Je suis un(e) enfant

Les études s’entendent sur le fait que les enfants sont spectateurs de nos sociétés actuelles et seront acteurs de nos sociétés futures. C’est pourquoi il est important de mettre en place, dès à présent, les conditions nécessaires pour qu’ils grandissent dans un environnement harmonieux et favorable à leur épanouissement.

Elles reconnaissent donc l’importance d’intervenir en priorité auprès des enfants et de soutenir les initiatives visant à développer des mesures concrètes de prévention, notamment celle liée à la violence conjugale et familiale. La majorité des actions entreprises jusqu’à présent, concernaient les femmes qui en sont victimes et c’est seulement depuis quelques années qu’est apparue la préoccupation d’élaborer des stratégies adaptées pour les enfants exposés et témoins de ces actes de violences. C’est donc dans ce contexte que le Programme Enfants Témoins a vu le jour.

Il est important de signaler que cette notion d’exposition englobe plusieurs réalités :

  • L’enfant peut être un témoin oculaire de la violence subie par sa mère ;
  • L’enfant peut entendre des paroles ou des gestes violents alors qu’il se trouve à proximité ;
  • L’enfant peut vivre les conséquences de la violence sans qu’il ait vu ou entendu des scènes de violences (blessures, pleurs, récits de sa mère, ou encore intervention des policiers)

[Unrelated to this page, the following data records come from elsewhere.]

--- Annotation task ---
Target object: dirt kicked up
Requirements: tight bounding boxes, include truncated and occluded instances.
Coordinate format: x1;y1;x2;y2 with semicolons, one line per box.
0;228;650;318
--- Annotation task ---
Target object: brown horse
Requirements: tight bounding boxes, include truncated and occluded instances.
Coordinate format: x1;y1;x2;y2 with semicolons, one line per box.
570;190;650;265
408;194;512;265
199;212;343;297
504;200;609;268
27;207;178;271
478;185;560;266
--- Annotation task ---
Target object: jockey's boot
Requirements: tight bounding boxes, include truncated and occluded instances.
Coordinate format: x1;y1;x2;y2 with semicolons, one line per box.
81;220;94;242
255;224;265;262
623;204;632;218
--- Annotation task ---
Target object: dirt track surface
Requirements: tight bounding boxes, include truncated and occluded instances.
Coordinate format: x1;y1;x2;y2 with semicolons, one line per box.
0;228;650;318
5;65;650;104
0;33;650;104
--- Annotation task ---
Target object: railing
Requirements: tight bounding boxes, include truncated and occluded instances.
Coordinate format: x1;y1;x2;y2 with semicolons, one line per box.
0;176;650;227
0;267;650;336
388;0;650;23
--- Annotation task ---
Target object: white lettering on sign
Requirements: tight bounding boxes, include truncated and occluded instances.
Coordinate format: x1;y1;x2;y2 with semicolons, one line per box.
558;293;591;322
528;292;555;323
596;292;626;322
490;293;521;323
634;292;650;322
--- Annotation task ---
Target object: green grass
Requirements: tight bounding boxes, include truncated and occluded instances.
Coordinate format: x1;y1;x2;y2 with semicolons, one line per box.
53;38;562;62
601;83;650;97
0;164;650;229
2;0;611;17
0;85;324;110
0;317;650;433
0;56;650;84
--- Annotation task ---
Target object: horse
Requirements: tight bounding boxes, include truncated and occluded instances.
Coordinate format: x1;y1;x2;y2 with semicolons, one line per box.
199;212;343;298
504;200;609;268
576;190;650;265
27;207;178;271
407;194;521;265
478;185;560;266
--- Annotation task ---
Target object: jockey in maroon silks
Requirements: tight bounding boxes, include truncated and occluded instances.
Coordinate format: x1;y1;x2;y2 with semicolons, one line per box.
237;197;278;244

Comme l’ont souligné, Peled (1997), Eisikovits et ses collaborateurs (1998), l’exposition à la violence conjugale est une expérience complexe qui peut être vécue de 4 façons différentes :

  1. Les enfants vivent avec le secret. Les souvenirs d’événements violents sont scellés dans la mémoire de l’enfant et leurs conséquences perdurent dans la vie quotidienne.
  2. Les enfants vivent des conflits de loyauté. Ces enfants savent que la violence est présente dans leur famille, mais ils sont incapables de prendre position clairement pour l’un ou pour l’autre des deux parents.
  3. Les enfants vivent dans la crainte et la terreur, lorsqu’ils ont pris position pour l’un des parents et que le conflit de loyauté est présent.
  4. Les enfants vivent dans un contexte de domination et d’agressivité. Ils s’associent à l’abuseur en acceptant et en utilisant les mêmes comportements de violence et de contrôle dans leurs relations interpersonnelles.

Cela entraine une rupture au sein de la relation mère / enfant(s). En effet, les enfants appréhendent des émotions contradictoires (amour versus haine, attachement versus détachement, proximité versus rejet) à l’égard de l’un ou même des deux parents.

Les conséquences traumatiques, quant à elles, sont nombreuses et variées, tant par leur expression que par leur intensité. Elles sont étroitement liées à la durée d’exposition aux violences conjugales et familiales, à l’environnement social et familial (restreint ou élargi), à la personnalité et à l’âge de l’enfant.

De plus, les enfants témoins de violences sont enclins à présenter davantage de problèmes de santé allant du retard de croissance, aux allergies, aux troubles ORL, aux troubles dermatologiques, aux maux de tête, de ventre, aux troubles du sommeil et de l’alimentation. Ils sont également plus susceptibles à être victimes d’accidents (8 fois plus d’interventions chirurgicales). À cela s’ajoutent des troubles d’adaptation : angoisse de séparation, phobies scolaires,  difficultés d’apprentissage, troubles de concentration, mais aussi des troubles du comportement, irritabilité, hyperactivité (10 à 17 fois plus que des enfants qui ont grandi dans un foyer sans violence).

À l’occasion de la Journée Internationale des Enfants de 2017, la Maison organise un cocktail bénéfice dont le but est de sensibiliser le public au droit pour les enfants et adolescent-e-s exposés à la violence familiale, d’accéder à des ressources de soutien en français et de réunir des fonds, afin de  financer le programme Enfants Témoins.